Although not essential, the left-linearity property is convenient when developing a term rewriter, as it simplifies finding substitutions. For an MTRS with non-left-linear rules, the implicit equality conditions must be taken into account when checking for substitutions. The above rewriting of an MTRS with non-left-linear rules to an MTRS with only left-linear rules means that these conditions are made explicit, which makes it straightforward how checking the applicability of those rules should be implemented.

*GPU basics* In this article, we focus on NVIDIA GPU architectures and CUDA. However, our algorithms can be straightforwardly applied to any GPU architecture with a high degree of hardware multithreading and the SIMT (Single Instruction Multiple Threads) model.

CUDA is NVIDIA's interface to program GPUs. It extends the C++ programming language. CUDA includes special declarations to explicitly place variables in either the main or the GPU memory, predefined keywords to refer to the IDs of individual threads and blocks of threads, synchronisation statements, a run time API for memory management, and statements to define and launch GPU functions, known as *kernels*. In this section we give a brief overview of CUDA. More details can be found in, for instance, [33].

*GPU architecture* A GPU contains a set of streaming multiprocessors (SMs), each containing a set of streaming processors (SPs). For our experiments, we used the NVIDIA TURING TITAN RTX. It has 72 SMs with 64 SPs each, i.e., in total 4,608 SPs.

A CUDA program consists of a *host* program running on the CPU and a collection of CUDA kernels. Kernels describe the parallel parts of the program and are launched from the host to be executed many times in parallel by different threads on the GPU.

It is required to specify the number of threads on a kernel launch and all threads execute the same kernel. Conceptually, each thread is executed by an SP. In general, GPU threads are grouped in blocks of a predefined size, usually a power of two. A block of threads is assigned to a multiprocessor.

CUDA memory model Threads have access to different kinds of memory. Each thread has a number of on-chip registers to store thread-local data. It allows fast access. All the threads have access to the *global memory* which is large (on the TITAN RTX it is 24 GB), but slow, since it is off-chip. The host has read and write access to the global memory, which allows this memory to be used to provide the input for, and read the output of, a kernel execution. Furthermore, we use *unified memory* [33] to store *unified* variables that need to be regularly accessed by both the CPU and the GPU. Unified memory creates a pool of managed memory that is shared between the host and the device. This pool is accessible to both sides using the same addresses.

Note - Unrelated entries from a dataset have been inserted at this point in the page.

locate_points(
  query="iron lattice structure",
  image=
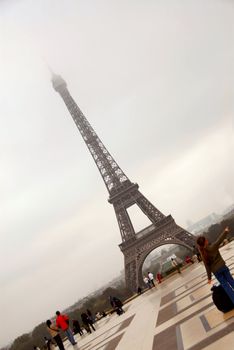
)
(135, 246)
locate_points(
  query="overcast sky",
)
(155, 79)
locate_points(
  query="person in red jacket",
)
(62, 321)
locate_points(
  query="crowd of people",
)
(204, 251)
(69, 328)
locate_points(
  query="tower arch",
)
(123, 194)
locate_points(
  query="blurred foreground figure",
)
(215, 264)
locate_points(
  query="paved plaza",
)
(176, 315)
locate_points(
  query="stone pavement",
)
(176, 315)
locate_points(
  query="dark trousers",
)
(91, 324)
(59, 342)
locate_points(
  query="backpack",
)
(221, 299)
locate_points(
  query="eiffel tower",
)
(135, 246)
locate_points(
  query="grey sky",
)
(155, 79)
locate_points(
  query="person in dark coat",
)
(87, 322)
(77, 327)
(118, 305)
(215, 264)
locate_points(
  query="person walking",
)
(62, 321)
(147, 282)
(118, 305)
(77, 327)
(151, 278)
(87, 322)
(159, 277)
(48, 343)
(175, 264)
(197, 253)
(54, 333)
(215, 264)
(91, 317)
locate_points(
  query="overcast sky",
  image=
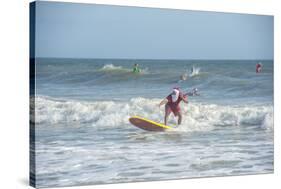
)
(72, 30)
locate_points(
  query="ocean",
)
(83, 136)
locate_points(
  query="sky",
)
(72, 30)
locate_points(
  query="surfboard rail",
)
(147, 124)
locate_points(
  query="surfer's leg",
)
(179, 117)
(167, 113)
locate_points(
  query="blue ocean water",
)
(83, 135)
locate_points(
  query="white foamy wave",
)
(110, 67)
(113, 68)
(194, 71)
(196, 116)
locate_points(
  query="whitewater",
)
(83, 136)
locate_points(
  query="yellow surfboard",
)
(147, 124)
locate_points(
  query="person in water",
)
(258, 67)
(136, 69)
(172, 104)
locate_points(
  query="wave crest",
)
(196, 116)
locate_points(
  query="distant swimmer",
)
(172, 104)
(258, 67)
(194, 92)
(136, 69)
(183, 77)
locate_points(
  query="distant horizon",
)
(146, 59)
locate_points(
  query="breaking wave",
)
(196, 116)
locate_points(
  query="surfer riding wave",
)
(172, 104)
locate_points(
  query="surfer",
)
(258, 67)
(136, 69)
(172, 102)
(194, 92)
(183, 77)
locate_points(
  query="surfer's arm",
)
(164, 101)
(184, 98)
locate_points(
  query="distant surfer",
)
(183, 77)
(194, 92)
(136, 69)
(172, 103)
(258, 67)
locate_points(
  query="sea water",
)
(83, 136)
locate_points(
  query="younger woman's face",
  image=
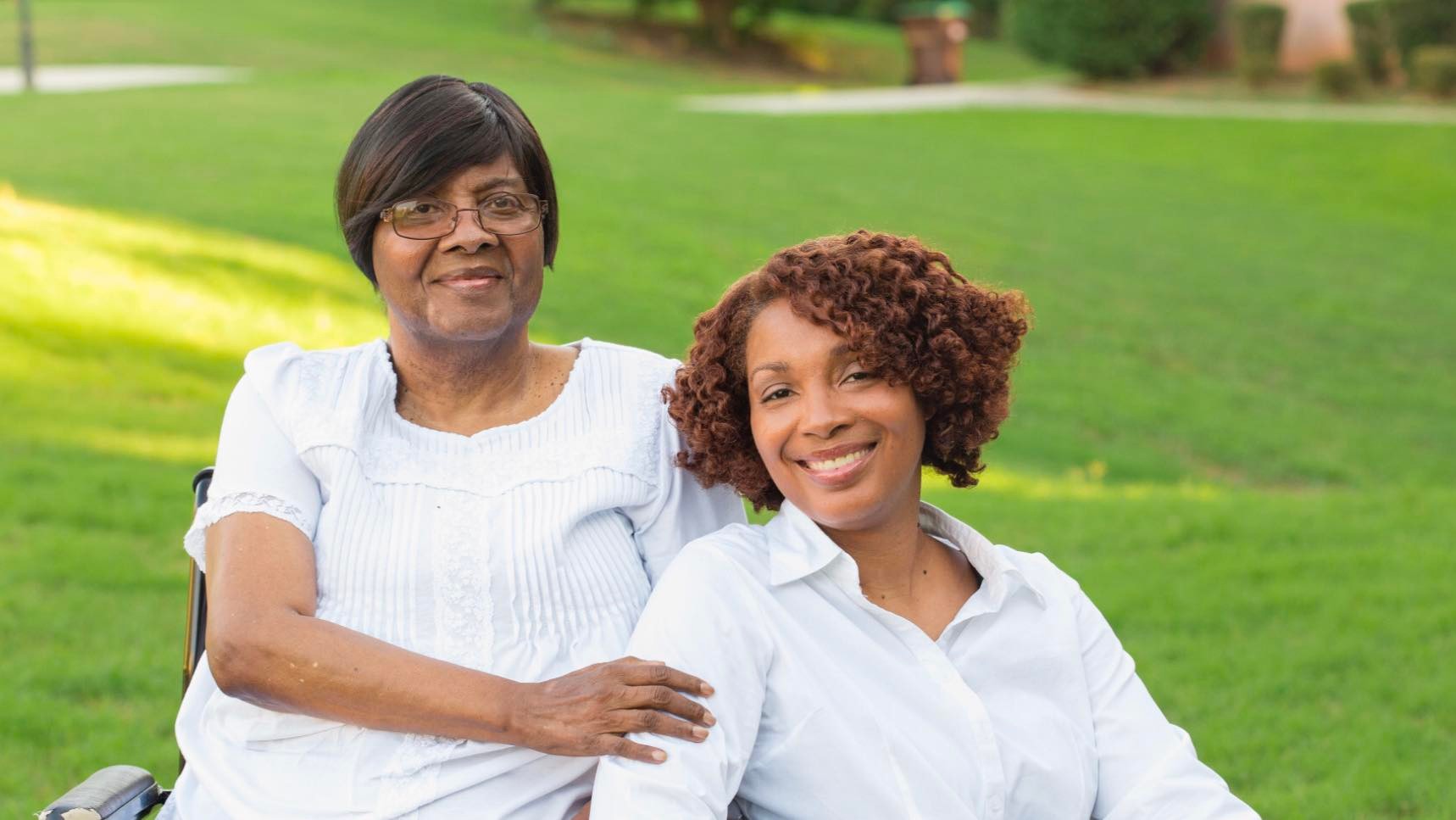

CUDA execution model Threads are executed using the SIMT model. This means that each thread is executed independently with its own local state (stored in its registers), but execution is organised in groups of 32 threads, called warps. The threads in a warp execute instructions in lock-step, i.e., they share a program counter. If the (global and unified) memory accesses of threads in a warp can be grouped together physically, i.e., if the accesses are coalesced, then the data can be obtained using a single fetch, which greatly improves the bandwidth compared to fetching physically separate data.

# 4. A GPU algorithm for term rewriting

In this section, we address how a GPU can perform innermost term rewriting to get the terms of a given MTRS in normal form. Due to the different strengths and weaknesses of GPUs compared to CPUs, this poses two main challenges:

- 1. On a GPU, many threads (in the order of thousands) should be able to contribute to the computation;
- 2. GPUs are not very suitable for recursive algorithms. It is strongly advised to avoid recursion because each thread maintains its own stack requiring a large amount of stack space that needs to be allocated in slow global memory.

We decided to develop a *topology-driven* algorithm [13], as opposed to a data-driven one. Unlike for CPUs, topology-driven algorithms are often developed for GPUs, in particular for irregular programs with complex data structures such as trees and graphs. In a topology-driven GPU algorithm, each GPU thread is assigned a particular data element, such as a graph node, and all threads repeatedly apply the same operator on their respective element. This is done until a fix-point has been reached, i.e., no thread can transform its element anymore using the operator. In many iterations of the computation, it is expected that the majority of threads will not be able to apply the operator, but on a GPU this is counterbalanced by the fact that many threads are running, making it relatively fast to check all elements in each iteration. In contrast, in a data-driven algorithm, typically used for CPUs, the elements that need processing are repeatedly collected in a queue before the operator is applied on them. Although this avoids checking all elements repeatedly, on a GPU, having thousands of threads together maintaining such a queue is typically a major source for memory contention.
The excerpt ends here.